Je voudrais que le livre de photographies que nous allons élaborer, leur ressemble autant qu’il leur échappe. Pour moi, cela a toujours été le marqueur de quelque chose de réussi
Le jeune photographe vient de passer trois jours sur place, mais c’est du 20 mars au 14 avril, lors d’un séjour en immersion à l’école, que son projet autour du livre de photographie prendra forme. Pas de thème défini à l’avance pour celui-ci, un choix qu’il revendique : « Je veux voir ce qui se développe, où vont les envies des élèves, quel environnement les intéresse, et à partir de là, on va construire une thématique et des enchaînements ». En revanche, un substantiel travail est prévu sur le « chemin de fer », terme bien connu des milieux de la presse et de l’édition, autrement dit sur l’agencement des pages et le choix des images. «J’ai commencé à leur montrer des livres de photographies classiques et contemporains. Je vais les inciter à se rendre compte des formes classiques d’enchaînement d’images dans un livre, puis à oser des décalages pour créer un rythme particulier au livre. Je voudrais qu’ils apprennent des choses mais aussi qu’ils s’amusent. Tout a commencé comme cela pour moi avec l’idée et le plaisir du jeu qui, peu à peu, sont devenus un moteur artistique. »
Au programme, des aller-retours constants entre la prise de vue et le travail en atelier. « Nous allons nous promener autour de Lablachère en commençant par le pont mégalithique du village. Il faut passer du temps pour faire des images, et - surtout ! - ne pas craindre d’en perdre les jours où la lumière ne sera pas bonne. Je verrai avec eux ce qui se dessine à partir de cette matière première. Ils auront les appareils en mains de manière collective et individuelle, en alternance. Ils pourront amener les leurs, j’ai aussi acheté des appareils de bonne qualité de mon côté. Une chose importante : je ne voulais pas d’appareils-jouets ».

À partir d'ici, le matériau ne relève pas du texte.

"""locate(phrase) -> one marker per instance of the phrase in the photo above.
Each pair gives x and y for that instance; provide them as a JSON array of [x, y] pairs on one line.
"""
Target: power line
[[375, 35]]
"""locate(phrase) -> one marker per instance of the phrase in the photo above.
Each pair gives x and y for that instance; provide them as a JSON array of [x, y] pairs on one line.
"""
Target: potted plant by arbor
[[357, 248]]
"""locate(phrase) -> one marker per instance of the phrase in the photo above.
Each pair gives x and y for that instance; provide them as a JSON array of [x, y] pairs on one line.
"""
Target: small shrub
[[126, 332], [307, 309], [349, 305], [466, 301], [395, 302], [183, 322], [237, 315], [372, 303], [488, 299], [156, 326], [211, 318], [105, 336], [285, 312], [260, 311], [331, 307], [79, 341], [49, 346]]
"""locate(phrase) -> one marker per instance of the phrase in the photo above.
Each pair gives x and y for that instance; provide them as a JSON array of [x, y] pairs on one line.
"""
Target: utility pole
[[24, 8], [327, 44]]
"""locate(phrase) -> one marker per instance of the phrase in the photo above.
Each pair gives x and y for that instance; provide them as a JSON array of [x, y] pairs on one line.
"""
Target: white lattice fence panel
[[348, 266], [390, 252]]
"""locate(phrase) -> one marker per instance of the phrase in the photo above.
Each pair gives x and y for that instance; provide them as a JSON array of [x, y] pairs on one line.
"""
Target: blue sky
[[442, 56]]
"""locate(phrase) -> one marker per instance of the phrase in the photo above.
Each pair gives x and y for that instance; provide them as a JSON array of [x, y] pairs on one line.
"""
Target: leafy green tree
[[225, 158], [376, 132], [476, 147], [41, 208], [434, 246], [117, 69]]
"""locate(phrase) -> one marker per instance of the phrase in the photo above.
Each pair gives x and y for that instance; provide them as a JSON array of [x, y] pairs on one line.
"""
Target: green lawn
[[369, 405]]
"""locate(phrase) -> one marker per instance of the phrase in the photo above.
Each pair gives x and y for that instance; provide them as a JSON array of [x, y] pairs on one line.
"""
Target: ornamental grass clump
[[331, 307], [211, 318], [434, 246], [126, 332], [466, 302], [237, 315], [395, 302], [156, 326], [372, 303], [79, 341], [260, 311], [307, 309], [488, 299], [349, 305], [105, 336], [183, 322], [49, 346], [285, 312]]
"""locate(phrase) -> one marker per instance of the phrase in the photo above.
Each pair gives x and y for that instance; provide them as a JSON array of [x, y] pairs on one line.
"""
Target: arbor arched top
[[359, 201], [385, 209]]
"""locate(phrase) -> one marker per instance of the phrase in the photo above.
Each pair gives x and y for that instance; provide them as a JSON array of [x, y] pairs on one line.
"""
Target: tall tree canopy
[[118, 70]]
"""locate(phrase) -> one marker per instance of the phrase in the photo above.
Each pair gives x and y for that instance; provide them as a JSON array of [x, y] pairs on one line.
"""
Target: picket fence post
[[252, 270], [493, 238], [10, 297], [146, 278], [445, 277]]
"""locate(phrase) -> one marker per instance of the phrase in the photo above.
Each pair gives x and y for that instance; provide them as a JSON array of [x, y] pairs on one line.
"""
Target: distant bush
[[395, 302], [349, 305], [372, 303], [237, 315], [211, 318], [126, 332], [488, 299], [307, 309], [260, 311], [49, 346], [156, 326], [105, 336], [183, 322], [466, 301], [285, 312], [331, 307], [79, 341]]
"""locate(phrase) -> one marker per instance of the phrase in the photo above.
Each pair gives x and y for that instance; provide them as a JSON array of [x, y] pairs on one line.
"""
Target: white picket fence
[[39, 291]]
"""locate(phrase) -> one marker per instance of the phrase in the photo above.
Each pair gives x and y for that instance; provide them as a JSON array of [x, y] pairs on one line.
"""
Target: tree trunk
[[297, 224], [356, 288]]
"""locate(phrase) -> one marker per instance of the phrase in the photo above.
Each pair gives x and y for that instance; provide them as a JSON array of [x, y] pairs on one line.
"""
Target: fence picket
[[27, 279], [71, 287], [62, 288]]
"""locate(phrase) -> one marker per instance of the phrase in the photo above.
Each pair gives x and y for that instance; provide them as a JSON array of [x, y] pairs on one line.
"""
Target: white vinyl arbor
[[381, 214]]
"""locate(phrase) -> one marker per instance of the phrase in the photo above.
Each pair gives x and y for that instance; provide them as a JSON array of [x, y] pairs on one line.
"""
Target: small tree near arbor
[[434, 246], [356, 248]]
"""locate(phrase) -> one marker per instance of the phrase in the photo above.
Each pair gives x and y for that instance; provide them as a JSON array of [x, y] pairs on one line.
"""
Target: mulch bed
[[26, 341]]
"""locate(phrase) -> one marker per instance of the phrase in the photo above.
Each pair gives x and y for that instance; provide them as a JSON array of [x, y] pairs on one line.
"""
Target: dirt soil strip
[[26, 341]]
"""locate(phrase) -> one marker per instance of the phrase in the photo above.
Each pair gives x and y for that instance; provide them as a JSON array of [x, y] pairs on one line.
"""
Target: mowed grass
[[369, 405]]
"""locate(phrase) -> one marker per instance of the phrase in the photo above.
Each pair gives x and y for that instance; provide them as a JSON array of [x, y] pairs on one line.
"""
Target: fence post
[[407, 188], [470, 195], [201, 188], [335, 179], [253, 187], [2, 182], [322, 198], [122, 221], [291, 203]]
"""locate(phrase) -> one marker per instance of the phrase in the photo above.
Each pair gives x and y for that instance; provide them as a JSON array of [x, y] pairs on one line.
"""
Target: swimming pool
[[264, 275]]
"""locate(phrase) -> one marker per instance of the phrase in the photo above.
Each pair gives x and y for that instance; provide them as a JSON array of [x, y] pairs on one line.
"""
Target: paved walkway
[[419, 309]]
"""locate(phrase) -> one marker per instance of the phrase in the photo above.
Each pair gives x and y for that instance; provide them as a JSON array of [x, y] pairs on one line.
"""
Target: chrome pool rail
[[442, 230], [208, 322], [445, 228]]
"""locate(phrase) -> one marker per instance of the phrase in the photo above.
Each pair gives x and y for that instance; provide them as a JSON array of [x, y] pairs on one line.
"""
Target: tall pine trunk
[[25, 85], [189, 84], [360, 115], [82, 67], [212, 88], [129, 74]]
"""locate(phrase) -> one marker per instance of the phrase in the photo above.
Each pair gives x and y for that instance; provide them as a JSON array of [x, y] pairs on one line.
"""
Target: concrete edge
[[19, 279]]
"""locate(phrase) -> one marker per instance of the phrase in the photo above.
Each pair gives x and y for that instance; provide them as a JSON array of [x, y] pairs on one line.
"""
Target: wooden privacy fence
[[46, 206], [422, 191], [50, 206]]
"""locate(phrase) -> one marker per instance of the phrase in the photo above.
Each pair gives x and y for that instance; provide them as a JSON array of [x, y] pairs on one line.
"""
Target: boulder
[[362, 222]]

Ce projet autour du livre fait écho à la propre pratique du jeune photographe dont les images prennent souvent place dans un récit comme on peut en juger sur son site, www.edwinfauthouxkresser.com, qu’il s’agisse du Recueil amazonien (2014), de La Perte du Danube (2013), ou de l’Instabilité des phénomènes (2014), très beau travail conçu à partir des relevés d’un hydrologue, lequel a d’ailleurs lui-même pris la forme d’un livre.
A la fin de la résidence, chaque élève repartira avec son propre livre, un aspect du projet que tous plébiscitent. « Il s’agit d’une projet collectif qui aboutit à un objet individuel à prendre avec soi et qui sort de l’école », souligne Edwin Fauthoux-Kresser, qui revient très précisément sur l'ambition qu'il assigne à ce travail : « Je jugerai de la réussite de la résidence à la réception que les élèves auront de leur propre travail. Je voudrais qu’il leur ressemble autant qu’il leur échappe. Pour moi, cela a toujours été le marqueur de quelque chose de réussi. J’en jugerai aussi à la réception des parents, des enseignants, et plus largement du public qui regardera le livre et qui n’aura pas nécessairement de lien avec la classe. Je vais beaucoup insister auprès d’eux sur le fait qu’ils font ces images non seulement pour leur entourage immédiat mais aussi pour un potentiel spectateur ».